One of the best ways to build a bridge between writers/showrunners and post-production while shaping the story, Jennings said, is to provide feedback to editors that helps them better understand your intent with a particular scene instead of giving overly prescriptive notes. “Telling me what frames to take off is offensive to an editor,” she explained. “I do like the general, ‘this scene feels slow’…a slow feel I could work with. If you want to pace it up, that’s a note I can take, and can start trimming some fat where I see fit.”
The pros also recommended that writers try to engage with post-production early on, even before their specific episode, to provide input and to help build relationships, but noted that this can depend on the preferences of the showrunner.
For Rodriguez, for example, she feels it’s all about sharing knowledge.

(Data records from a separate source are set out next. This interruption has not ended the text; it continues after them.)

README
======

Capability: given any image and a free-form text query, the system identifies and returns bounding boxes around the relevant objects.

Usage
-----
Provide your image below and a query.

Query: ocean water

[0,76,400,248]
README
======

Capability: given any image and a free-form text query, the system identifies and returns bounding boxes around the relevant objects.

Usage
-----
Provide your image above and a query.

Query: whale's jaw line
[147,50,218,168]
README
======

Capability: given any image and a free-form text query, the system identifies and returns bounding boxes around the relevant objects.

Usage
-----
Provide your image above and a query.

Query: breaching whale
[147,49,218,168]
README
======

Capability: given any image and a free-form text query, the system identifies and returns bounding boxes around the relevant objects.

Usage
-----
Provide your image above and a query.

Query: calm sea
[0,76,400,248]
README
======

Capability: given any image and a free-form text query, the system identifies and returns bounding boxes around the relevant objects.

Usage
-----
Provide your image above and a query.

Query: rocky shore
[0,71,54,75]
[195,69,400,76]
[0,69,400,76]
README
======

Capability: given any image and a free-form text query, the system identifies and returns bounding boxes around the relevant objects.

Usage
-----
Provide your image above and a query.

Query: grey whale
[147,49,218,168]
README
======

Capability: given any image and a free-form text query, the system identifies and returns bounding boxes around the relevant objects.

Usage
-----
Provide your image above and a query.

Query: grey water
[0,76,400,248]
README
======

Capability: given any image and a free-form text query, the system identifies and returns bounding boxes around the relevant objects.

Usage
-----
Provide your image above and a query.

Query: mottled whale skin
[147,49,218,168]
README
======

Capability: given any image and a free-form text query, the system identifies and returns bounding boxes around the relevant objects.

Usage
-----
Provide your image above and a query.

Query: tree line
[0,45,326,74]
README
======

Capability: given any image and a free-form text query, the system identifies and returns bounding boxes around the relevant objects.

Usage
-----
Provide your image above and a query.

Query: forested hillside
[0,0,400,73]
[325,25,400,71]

“When I took over ‘Queen of the South,’ …I didn’t have a lot of editorial experience, and so when I sat down with the editor of the first episode of Season Four, I took one look at him and I said, ‘I don’t have a lot of experience. I need you to teach me. I need you to hold my hand a little bit. I may have an instinct about something, but I’m not sure or I don’t understand some of your vocabulary. There are things I’m just not going to understand,’” she said. “I’m just going to have an instinct about story because I’m a writer, but there are some things I won’t understand, or I won’t understand why you can’t do something like miraculously figure something out in post…there were things that I needed to learn, and when I said to him, ‘I need you to teach me,’ …what happens when you do that is that people become invested in your success.”
To that end, the panelists said they feel showrunners should invite writers to be involved throughout the production process, from the tone meeting to the mix stage, to get their input and see their work come to life on the screen.
Still, the post-production pros cautioned, remember: we can’t just ‘fix it in post’ without impacting the schedule or budget—and that’s what makes this ongoing collaboration between production and post-production departments so important.
“You have to go back to the triangle of life: if you want it to be good, it’s going to cost. If you don’t want it to cost, and you want it good, it’s going to take time. And if you don’t want the time and you don’t have the money, it may not be good,” Hernandez said. “Now, there are some things that you can avoid greatly if you had just asked before you even got to post, like ‘oh, I think we need to do this, and I want to shoot it through the glass. How can I get it without the glass? But I need the glass.’ Shoot the glass, and then shoot it without the glass, and then we’ll make it work.”
To put a finer point on it, Train added, “if you’re on the mix stage, the Titanic is halfway across the Atlantic. You don’t have many choices at that point…you’ve got to get it in the script in the beginning.”
In the future, the WSC hopes to partner with the DGA and PGA as well, and to make educational programs like this one a quarterly event.